Waits pic.jpgLisette Waits is the head of the Department of Fish and Wildlife Sciences in the College of Natural Resources and leader of the Fishery Resources and Wildlife Resources programs. Her research focusing on conservation genetics and molecular ecology spans four continents and includes collaborators from North America, Europe, Asia, and Central and South America. 

Waits’ lab focuses on developing and implementing molecular genetic methods for monitoring wildlife populations. Among her recent projects include an effort to develop noninvasive ways to monitor the distribution, population size, and genetics of reintroduced populations of animals, such as gray wolves in Idaho and the endangered Columbia Basin pygmy rabbits in Washington.

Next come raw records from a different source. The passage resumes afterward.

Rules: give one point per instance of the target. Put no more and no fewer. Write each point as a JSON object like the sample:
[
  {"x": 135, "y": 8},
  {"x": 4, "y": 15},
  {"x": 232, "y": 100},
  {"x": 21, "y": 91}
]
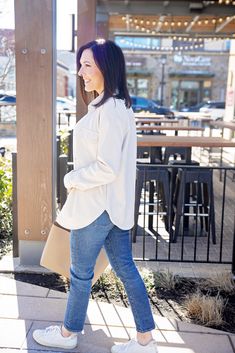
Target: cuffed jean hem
[
  {"x": 146, "y": 330},
  {"x": 67, "y": 328}
]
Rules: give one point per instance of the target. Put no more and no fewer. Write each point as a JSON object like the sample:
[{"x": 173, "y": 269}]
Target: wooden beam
[
  {"x": 224, "y": 24},
  {"x": 86, "y": 32},
  {"x": 35, "y": 82}
]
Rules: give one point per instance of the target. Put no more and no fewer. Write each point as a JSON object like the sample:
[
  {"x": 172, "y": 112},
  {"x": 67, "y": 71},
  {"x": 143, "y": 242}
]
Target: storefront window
[{"x": 138, "y": 86}]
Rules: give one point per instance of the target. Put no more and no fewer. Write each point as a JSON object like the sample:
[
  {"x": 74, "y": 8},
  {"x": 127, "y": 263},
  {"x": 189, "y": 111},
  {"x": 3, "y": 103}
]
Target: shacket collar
[{"x": 91, "y": 106}]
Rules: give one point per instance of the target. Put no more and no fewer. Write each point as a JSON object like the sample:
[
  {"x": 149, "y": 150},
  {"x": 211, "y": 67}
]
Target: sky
[{"x": 64, "y": 10}]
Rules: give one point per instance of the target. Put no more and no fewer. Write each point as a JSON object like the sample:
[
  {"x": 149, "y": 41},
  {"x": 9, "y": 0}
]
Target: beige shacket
[{"x": 103, "y": 178}]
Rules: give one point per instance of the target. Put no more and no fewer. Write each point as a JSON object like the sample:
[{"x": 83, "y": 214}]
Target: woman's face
[{"x": 91, "y": 74}]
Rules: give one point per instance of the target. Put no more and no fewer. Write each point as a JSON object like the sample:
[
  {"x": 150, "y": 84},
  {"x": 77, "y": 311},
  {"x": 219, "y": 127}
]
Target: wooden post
[
  {"x": 86, "y": 32},
  {"x": 36, "y": 142}
]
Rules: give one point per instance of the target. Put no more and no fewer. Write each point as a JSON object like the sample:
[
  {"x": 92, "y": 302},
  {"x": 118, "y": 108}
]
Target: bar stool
[
  {"x": 201, "y": 199},
  {"x": 153, "y": 175},
  {"x": 175, "y": 152}
]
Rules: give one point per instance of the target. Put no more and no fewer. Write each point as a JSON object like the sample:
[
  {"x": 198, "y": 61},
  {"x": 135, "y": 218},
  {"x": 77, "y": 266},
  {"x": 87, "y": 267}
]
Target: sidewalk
[{"x": 25, "y": 307}]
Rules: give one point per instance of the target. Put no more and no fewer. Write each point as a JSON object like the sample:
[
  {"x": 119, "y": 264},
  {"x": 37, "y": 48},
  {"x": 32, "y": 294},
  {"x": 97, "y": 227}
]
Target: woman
[{"x": 100, "y": 204}]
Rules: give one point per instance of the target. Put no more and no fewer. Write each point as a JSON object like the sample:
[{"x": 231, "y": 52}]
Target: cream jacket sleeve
[{"x": 111, "y": 135}]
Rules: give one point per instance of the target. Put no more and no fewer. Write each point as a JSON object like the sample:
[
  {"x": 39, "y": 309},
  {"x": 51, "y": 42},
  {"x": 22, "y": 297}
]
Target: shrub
[
  {"x": 5, "y": 198},
  {"x": 166, "y": 280},
  {"x": 204, "y": 309},
  {"x": 221, "y": 282}
]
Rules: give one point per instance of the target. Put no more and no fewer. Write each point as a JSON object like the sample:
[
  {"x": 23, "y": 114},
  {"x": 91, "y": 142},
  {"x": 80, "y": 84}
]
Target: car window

Waits has also served as a co-principal investigator on international grants through the NSF and led student and faculty research trips to Costa Rica and Ecuador to study biodiversity conservation and sustainable development. She has published more than 195 papers and recently co-edited a book on landscape genetics, the first book in the new discipline.

Waits has a doctorate in genetics from the University of Utah and a bachelor’s in genetics from the University of Georgia. She joined the faculty at U of I in 1997. University of Idaho Distinguished Professor Lisette Waits was awarded the Jean'ne M. Shreeve NSF EPSCoR Research Excellence Award in the fall of 2017 for her internationally recognized research in molecular ecology.

 There and Back with Richard Crossley

April 18, 2018 | 3:30 p.m. | Trainer Natural Resources Bldg. Room 170


While working on The Crossley ID Guide: Waterfowl, Richard decided he needed to drive to the Arctic Ocean, northern Alaska from his home in Cape May, New Jersey. Told in a thick Yorkshire accent and with a sense of humor, Richard will talk about his 16,000 mile adventure while living out of his truck, the incredible places he traveled, and the inspiring people he met who changed his thoughts.


Richard Crossley is an internationally acclaimed birder, photographer and award winning author of The Crossley ID Guide series. Crazy, wildly passionate, and driven are just a few of the words used to describe his love of birding and nature.

Born in Yorkshire, Richard first visited the USA as a 21-year old. He quickly fell in love with Cape May and its incredible bird migrations and moved there for good shortly afterwards. After 20 years of hiding in the business world, Richard co-authored the successful The Shorebird Guide. He quickly became obsessed with the newfound opportunities provided by digital technology and book design. The Crossley ID Guide series was created.

The Crossley ID Guide is more than just a guide to birds – it provides a new perspective on how we look at books and nature. Different from any book previously published, it makes the reader pay attention to shapes, patterns, behavior, and other details presented in this type of artwork. It pushes the reader to think about what they are seeing. Recognized with multiple awards, this series has created a movement for other wildlife guides to paint by pixels and depict habitat, behavior, and wildlife in a more lifelike manner. These are books for anyone who loves nature.

Richard is also co-founder of the global birding initiative Pledge to Fledge, Race4Birds and The Cape May Young Birders Club. He has contributed to most major birding publications, is frequently heard on radio, and is a highly sought-after public speaker. He served on the board of directors at Hawk Mountain Sanctuary. He firmly believes that the time is right to popularize birding in the USA and other parts of the world.